A radical inguinal orchiectomy is the most common initial treatment for most stages of testicular cancer. In this procedure, the surgeon removes the testicle through an incision in the groin. Before and three weeks after surgery, blood levels of beta-HCG and alfa-fetoprotein are measured.
After surgery, the treatment of testicular cancer varies according to the cancer’s stage. Most men will require additional treatment such as radiation or chemotherapy, but a few men may require only close observation.

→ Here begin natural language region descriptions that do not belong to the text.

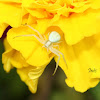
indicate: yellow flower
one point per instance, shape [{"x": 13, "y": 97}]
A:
[
  {"x": 77, "y": 21},
  {"x": 29, "y": 74},
  {"x": 3, "y": 26},
  {"x": 11, "y": 13}
]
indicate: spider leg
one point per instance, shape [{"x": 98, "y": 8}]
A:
[
  {"x": 62, "y": 55},
  {"x": 36, "y": 31},
  {"x": 56, "y": 53},
  {"x": 30, "y": 35}
]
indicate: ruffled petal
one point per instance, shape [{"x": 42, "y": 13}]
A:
[
  {"x": 30, "y": 48},
  {"x": 10, "y": 14},
  {"x": 83, "y": 60},
  {"x": 30, "y": 76},
  {"x": 78, "y": 26},
  {"x": 3, "y": 26}
]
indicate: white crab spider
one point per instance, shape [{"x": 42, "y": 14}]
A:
[{"x": 54, "y": 37}]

If cancer has spread into lymph nodes within the abdomen it may be necessary to perform further surgery in addition to chemotherapy or radiation.
After treatment, regular follow-up exams are critical to make certain that the cancer is totally gone. For the first two years, patients are examined every one to two months, and blood tests, X-rays and CT scans are performed. Then, check-ups taper off to once or twice yearly.
When To Call A Professional
Contact your doctor if you discover any lumps on the testicles or in the scrotum, or develop persistent pain and swelling of either testicle.
Testicular cancer usually is curable if it is detected and treated early. Survival for all stages of testicular cancer is over 95 percent.
In patients who have been cured of testicular cancer involving one testicle, there is a 2 percent to 5 percent risk that they will develop cancer in the other testicle within 25 years.